What does it mean to "train" a model?

A quick look at the algorithm used to tune parameters in linear regression.

Apr 24, 2024

Unless you’ve been living under a rock, you’ve probably noticed that AI mania has taken over the business world. As a result, the jargon of AI (and its cousins, machine learning, deep learning, etc.) has seeped into the mainstream. In this post, I want to talk about one buzzword in particular: what it means to train a model.

I’ll be working with a fake dataset that relates sales (in hundreds of thousands of dollars) to advertising spend (in thousands of dollars).

As a data analyst, the second thing you want to do is explore the data. (The first thing is to make sure that you understand what all the fields—i.e., variables—represent.)

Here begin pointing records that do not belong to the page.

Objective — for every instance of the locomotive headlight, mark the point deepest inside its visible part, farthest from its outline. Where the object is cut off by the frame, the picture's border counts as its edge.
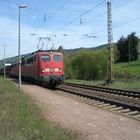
(60, 70)
(56, 69)
(47, 69)
(43, 70)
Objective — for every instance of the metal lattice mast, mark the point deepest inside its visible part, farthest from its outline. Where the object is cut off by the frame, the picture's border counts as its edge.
(110, 45)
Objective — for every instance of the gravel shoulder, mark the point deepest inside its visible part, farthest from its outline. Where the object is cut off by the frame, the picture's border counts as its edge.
(91, 122)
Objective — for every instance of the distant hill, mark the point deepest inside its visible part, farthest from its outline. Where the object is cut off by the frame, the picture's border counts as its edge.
(77, 50)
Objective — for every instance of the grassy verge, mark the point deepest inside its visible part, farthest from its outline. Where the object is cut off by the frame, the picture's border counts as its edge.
(128, 71)
(129, 84)
(20, 118)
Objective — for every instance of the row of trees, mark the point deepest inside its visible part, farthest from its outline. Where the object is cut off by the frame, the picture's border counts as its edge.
(86, 65)
(93, 65)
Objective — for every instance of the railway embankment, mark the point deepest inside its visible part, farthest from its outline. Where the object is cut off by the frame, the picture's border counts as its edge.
(20, 117)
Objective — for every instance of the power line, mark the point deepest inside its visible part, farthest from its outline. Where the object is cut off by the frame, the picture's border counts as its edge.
(84, 13)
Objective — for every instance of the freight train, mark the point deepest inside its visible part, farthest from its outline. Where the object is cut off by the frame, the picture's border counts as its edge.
(42, 67)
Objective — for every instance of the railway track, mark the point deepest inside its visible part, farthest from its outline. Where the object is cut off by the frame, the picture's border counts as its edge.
(121, 101)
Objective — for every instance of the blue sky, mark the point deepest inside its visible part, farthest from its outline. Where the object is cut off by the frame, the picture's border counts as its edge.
(47, 18)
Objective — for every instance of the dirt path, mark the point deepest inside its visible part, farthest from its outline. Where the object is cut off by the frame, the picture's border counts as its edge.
(94, 123)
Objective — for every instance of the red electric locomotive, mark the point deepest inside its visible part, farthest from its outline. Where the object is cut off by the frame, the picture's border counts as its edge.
(44, 67)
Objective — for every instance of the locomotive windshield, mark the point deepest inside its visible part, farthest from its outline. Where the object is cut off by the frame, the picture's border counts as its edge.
(57, 58)
(45, 57)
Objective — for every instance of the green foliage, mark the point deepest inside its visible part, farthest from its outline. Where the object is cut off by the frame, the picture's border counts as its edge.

In this case, we see that sales increase as ad spending increases, and that the impact is fairly consistent across spending levels. We therefore might start by trying to fit a linear model to our data. This step of the modeling process is called model selection—deciding which type of model to use and which features to include. In real life, this decision would be a lot more complicated because there would be other variables, and the relationships would be less clear. You would also iterate on the model selection process by seeing how well different types of models perform on the dataset (or better yet, on a separate testing dataset).

Linear regression is an example of a parametric model. This means that it is entirely determined by one or more parameters. For simple linear regression, there are two parameters: slope m and intercept b of the line. Other machine learning models may have billions of parameters (e.g., the large neural networks you find in deep learning). Fundamentally, the training process for linear regression and deep learning is the same.

How to train your model

You might recall from statistics class that there is a formula for the slope and intercept of a linear regression model. (See the attached Excel.) Suppose you didn’t know that formula. How would you go about picking the slope and intercept? One thing you could do is just guess: say, m = 1 and b = 0. If you did that, you would end up with the following predictions for sales at each level of ad spend:

The next question is how do we go about assessing the quality of our predictions? The natural answer is to take the difference between the predicted and actual sales. That’s the right idea, although there is one problem: some of those deltas will be positive, and others negative. If you want to aggregate across ad spend levels, the positive and negative errors will offset. To fix that, we simply square the difference between predicted and actual sales before adding them up. The result is called the sum of squared errors (SSE). (You might wonder why we don’t take the absolute value instead. Let’s put a pin in that for now.)

The SSE gives us a metric—a number that allows us to evaluate the quality of our predictions. Larger errors mean a larger SSE, so our task is to find the values of m and b that minimize SSE. In math, this is called optimization. Although I’m focusing on simple linear regression, training any model amounts to an optimization problem.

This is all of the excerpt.